Homework 3b

Please answer the following questions in complete sentences in a clearly prepared manuscript and submit the solution by the due date on Gradescope.

Remember that this is a graduate class. There may be elements of the problem statements that require you to fill in appropriate assumptions. You are also responsible for determining what evidence to include. An answer alone is rarely sufficient, but neither is an overly verbose description required. Use your judgement to focus your discussion on the most interesting pieces. The answer to "should I include 'something' in my solution?" will almost always be: Yes, if you think it helps support your answer.

Problem 0: Homework checklist

Please identify anyone, whether or not they are in the class, with whom you discussed your homework. This problem is worth 1 point, but on a multiplicative scale.
Make sure you have included your source-code and prepared your solution according to the most recent Piazza note on homework submissions.

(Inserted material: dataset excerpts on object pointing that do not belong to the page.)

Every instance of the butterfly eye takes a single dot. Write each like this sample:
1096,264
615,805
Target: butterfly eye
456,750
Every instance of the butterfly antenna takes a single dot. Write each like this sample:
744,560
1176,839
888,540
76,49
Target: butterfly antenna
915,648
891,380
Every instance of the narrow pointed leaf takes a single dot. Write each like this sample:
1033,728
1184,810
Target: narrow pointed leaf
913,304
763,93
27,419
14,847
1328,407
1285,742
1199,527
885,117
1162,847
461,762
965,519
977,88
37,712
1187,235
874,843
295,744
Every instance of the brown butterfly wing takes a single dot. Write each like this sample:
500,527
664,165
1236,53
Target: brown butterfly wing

Problem 1: Recursive block elimination

In class, we saw "element-wise" variable elimination. That is, in the first step, we eliminated the the first variable from the problem and built a new problem for every other variable.

In fact, we can do this for multiple variables too. There's only one small catch that has to do with pivoting, but we won't worry about that for this problem. That is, you can assume everything you need to be non-singular, is actually non-singular.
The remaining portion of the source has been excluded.